Recent performance breakthroughs in artificial intelligence (AI) and machine learning (ML) have led to unprecedented interest among nuclear engineers. Despite the progress, the lack of dedicated benchmark exercises for the application of AI and ML techniques in nuclear engineering analyses limits their applicability and broader usage. In line with the NEA strategic target to contribute to building a solid scientific and technical basis for the development of future generation nuclear systems and deployment of innovations, the Task Force on Artificial Intelligence and Machine Learning for Scientific Computing in Nuclear Engineering was established within the Expert Group on Reactor Systems Multi-Physics (EGMUP) of the Nuclear Science Committee’s Working Party on Scientific Issues and Uncertainty Analysis of Reactor Systems (WPRS). The Task Force will focus on designing benchmark exercises that will target important AI and ML activities, and cover various computational domains of interest, from single physics to multi-scale and multi-physics.

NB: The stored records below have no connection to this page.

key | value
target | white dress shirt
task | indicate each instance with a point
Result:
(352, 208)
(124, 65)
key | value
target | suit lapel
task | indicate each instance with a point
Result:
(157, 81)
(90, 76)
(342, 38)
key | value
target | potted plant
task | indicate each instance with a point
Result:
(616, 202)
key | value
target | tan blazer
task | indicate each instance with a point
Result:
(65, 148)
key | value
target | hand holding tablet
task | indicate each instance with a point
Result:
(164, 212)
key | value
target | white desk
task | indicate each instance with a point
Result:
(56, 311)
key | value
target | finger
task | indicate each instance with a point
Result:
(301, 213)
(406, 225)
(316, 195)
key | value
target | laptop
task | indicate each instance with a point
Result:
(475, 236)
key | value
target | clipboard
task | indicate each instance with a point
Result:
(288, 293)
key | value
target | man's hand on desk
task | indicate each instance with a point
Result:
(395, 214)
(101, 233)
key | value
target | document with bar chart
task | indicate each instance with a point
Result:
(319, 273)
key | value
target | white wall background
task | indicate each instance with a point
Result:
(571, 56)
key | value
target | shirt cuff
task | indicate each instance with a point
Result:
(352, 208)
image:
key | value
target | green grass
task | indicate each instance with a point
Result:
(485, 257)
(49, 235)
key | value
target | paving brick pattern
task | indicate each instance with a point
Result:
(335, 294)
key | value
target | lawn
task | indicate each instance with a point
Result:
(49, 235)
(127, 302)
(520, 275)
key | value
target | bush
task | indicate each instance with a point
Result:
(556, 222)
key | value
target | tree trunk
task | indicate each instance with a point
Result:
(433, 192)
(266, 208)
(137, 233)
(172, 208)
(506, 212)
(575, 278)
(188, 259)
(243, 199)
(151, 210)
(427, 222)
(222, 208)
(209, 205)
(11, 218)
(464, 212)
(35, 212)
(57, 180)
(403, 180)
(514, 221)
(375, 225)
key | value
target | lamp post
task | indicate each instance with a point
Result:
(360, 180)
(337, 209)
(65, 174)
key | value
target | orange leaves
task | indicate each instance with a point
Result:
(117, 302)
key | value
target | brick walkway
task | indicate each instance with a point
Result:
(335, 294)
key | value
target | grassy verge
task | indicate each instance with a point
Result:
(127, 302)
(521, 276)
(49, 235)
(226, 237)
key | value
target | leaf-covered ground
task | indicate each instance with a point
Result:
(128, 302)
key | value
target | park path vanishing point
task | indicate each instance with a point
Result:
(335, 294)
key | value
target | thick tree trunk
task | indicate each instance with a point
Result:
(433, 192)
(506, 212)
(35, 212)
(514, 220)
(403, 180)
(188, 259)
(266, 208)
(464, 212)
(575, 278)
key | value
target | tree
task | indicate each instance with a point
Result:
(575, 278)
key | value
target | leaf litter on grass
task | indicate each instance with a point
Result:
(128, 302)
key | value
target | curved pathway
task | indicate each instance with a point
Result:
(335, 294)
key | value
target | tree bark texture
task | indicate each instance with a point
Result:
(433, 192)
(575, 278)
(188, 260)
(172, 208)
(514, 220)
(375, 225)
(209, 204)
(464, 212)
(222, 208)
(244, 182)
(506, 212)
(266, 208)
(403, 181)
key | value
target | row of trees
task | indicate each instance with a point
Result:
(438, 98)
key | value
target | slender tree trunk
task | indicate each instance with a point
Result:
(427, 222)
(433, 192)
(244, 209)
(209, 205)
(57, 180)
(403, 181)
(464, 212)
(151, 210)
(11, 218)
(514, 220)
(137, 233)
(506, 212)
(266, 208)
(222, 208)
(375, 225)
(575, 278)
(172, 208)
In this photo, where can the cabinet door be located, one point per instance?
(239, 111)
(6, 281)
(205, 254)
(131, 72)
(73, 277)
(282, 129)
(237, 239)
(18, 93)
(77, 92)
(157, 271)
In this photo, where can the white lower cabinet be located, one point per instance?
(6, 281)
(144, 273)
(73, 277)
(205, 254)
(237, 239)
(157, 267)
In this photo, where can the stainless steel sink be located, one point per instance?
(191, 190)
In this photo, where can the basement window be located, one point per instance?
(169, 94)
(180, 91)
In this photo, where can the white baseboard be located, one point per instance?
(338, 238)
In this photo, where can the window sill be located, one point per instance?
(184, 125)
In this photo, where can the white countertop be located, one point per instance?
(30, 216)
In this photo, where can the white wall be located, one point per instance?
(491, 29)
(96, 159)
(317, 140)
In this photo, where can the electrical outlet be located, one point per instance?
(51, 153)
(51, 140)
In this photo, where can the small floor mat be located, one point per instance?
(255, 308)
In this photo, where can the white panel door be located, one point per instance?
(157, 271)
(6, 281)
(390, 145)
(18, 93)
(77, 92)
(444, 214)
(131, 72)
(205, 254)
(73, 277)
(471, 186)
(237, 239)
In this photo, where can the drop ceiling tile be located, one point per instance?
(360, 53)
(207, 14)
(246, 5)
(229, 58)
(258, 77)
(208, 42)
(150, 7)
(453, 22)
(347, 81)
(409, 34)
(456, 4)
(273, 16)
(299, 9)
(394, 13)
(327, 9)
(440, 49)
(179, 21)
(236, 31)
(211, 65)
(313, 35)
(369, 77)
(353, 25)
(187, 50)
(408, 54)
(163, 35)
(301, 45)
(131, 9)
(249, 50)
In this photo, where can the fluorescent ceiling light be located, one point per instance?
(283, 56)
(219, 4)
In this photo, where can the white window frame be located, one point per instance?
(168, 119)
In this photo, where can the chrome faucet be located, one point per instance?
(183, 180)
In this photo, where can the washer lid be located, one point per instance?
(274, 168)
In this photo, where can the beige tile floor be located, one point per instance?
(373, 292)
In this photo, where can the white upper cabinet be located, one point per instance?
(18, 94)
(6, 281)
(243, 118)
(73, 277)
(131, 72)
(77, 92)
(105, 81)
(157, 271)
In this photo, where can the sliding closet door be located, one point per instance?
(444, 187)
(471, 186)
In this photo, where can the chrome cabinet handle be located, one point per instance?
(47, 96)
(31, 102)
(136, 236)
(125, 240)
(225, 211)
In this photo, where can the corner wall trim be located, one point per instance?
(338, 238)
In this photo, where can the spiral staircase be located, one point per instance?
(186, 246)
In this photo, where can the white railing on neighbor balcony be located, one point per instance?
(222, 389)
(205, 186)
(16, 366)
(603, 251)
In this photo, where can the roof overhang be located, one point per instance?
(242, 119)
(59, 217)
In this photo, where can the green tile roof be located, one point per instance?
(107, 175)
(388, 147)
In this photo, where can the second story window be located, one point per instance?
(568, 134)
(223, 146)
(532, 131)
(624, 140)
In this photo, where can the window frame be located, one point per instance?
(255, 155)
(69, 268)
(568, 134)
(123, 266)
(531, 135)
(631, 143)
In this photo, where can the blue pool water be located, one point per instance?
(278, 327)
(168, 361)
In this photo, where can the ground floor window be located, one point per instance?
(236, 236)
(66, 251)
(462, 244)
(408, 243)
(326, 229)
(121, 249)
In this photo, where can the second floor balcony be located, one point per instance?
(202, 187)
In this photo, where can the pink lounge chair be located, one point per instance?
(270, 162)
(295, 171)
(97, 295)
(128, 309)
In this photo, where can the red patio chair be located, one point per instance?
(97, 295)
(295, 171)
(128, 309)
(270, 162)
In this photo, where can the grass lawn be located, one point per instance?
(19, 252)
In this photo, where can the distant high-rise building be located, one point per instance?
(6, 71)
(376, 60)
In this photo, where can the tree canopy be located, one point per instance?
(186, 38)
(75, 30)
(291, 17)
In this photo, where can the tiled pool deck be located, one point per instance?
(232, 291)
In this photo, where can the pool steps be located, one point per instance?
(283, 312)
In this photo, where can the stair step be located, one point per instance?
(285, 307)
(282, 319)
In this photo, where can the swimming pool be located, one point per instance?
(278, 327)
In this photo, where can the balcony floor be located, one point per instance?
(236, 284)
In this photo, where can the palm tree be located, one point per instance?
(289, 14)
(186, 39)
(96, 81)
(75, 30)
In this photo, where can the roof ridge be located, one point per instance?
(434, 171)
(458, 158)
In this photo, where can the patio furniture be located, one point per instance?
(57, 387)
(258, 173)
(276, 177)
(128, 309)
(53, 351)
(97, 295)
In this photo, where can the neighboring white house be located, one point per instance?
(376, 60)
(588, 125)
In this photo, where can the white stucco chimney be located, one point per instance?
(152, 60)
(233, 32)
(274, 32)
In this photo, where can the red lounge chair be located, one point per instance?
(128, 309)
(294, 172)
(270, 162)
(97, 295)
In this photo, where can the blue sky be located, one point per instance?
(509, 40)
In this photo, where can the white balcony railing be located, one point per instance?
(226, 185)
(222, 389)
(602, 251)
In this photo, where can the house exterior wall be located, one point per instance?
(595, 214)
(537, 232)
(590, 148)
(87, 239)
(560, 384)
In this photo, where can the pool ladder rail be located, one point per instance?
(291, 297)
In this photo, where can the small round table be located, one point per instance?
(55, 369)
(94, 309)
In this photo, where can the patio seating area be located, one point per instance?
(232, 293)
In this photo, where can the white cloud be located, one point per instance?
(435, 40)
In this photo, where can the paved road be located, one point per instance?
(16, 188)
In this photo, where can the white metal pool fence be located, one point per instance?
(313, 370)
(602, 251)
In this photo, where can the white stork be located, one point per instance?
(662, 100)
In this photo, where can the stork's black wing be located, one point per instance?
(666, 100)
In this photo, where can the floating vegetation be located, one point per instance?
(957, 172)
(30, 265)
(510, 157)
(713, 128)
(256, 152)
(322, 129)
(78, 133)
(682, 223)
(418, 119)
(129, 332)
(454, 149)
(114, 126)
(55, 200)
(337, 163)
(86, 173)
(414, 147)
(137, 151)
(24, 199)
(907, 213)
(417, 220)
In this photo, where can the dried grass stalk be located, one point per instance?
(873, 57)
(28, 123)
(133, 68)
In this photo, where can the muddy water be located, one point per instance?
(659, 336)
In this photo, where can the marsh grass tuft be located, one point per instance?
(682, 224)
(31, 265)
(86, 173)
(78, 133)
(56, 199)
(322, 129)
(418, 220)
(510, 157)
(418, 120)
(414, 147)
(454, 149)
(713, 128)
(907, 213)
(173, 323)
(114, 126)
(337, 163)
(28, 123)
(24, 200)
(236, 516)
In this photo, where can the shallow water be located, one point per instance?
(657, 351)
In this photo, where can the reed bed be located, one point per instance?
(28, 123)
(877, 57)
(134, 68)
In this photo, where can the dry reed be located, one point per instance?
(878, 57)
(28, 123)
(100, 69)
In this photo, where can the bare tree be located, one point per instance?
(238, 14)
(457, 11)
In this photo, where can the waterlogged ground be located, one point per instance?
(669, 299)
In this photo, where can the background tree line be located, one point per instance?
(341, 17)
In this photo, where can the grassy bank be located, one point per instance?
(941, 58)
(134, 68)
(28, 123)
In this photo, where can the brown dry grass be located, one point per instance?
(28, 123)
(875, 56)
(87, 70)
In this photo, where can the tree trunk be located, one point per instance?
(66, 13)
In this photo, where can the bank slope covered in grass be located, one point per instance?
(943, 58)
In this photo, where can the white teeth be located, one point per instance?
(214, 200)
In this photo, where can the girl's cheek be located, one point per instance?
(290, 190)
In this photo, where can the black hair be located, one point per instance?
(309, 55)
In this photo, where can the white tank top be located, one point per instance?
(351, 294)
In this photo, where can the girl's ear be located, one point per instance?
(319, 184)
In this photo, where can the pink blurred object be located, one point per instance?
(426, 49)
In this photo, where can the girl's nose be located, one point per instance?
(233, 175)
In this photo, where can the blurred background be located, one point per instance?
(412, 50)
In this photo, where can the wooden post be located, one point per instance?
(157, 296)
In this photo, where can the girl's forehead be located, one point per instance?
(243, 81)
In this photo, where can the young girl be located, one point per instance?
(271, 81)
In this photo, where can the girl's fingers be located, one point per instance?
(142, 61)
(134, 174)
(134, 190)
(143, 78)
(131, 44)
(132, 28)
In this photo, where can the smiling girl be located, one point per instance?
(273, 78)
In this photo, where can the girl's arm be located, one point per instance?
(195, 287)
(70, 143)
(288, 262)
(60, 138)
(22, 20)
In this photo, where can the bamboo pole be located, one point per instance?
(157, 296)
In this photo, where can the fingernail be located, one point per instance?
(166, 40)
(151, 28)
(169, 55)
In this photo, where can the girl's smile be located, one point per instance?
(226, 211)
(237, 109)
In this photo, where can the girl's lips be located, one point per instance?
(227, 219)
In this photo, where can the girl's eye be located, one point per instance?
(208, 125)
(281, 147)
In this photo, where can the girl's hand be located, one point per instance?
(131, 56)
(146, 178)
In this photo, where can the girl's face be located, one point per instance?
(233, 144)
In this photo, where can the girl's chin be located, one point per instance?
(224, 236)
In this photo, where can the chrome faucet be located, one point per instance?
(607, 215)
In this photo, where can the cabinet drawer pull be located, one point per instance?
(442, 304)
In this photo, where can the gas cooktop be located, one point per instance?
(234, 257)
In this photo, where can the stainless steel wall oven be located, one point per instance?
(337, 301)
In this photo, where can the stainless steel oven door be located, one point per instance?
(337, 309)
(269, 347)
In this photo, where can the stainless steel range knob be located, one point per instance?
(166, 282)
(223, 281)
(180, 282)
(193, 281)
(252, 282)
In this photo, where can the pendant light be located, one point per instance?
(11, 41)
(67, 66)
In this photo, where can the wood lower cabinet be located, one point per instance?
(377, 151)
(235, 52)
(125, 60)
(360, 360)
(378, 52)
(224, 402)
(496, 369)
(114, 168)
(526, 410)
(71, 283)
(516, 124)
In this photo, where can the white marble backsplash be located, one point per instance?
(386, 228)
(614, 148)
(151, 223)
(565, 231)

A significant milestone has been reached with the successful launch of the first comprehensive benchmark of AI and ML to predict the Critical Heat Flux (CHF). This CHF corresponds in a boiling system to the limit beyond which wall heat transfer decreases significantly, which is often referred to as critical boiling transition, boiling crisis and (depending on operating conditions) departure from nucleate boiling (DNB), or dryout. In a heat transfer-controlled system, such as a nuclear reactor core, CHF can result in a significant wall temperature increase leading to accelerated wall oxidation, and potentially to fuel rod failure. While constituting an important design limit criterion for the safe operation of reactors, CHF is challenging to predict accurately due to the complexities of the local fluid flow and heat exchange dynamics.
Current CHF models are mainly based on empirical correlations developed and validated for a specific application case domain. Through this benchmark, improvements in the CHF modelling are sought using AI and ML methods directly leveraging a comprehensive experimental database provided by the US Nuclear Regulatory Commission (NRC), forming the cornerstone of this benchmark exercise. The improved modelling can lead to a better understanding of the safety margins and provide new opportunities for design or operational optimisations.
The CHF benchmark phase 1 kick-off meeting on 30 October 2023 gathered 78 participants, representing 48 institutions from 16 countries. This robust engagement underscores the profound interest and commitment within the global scientific community toward integrating AI and ML technologies into nuclear engineering. The ultimate goal of the Task Force is to leverage insights from the benchmarks and distill lessons learnt to provide guidelines for future AI and ML applications in scientific computing in nuclear engineering.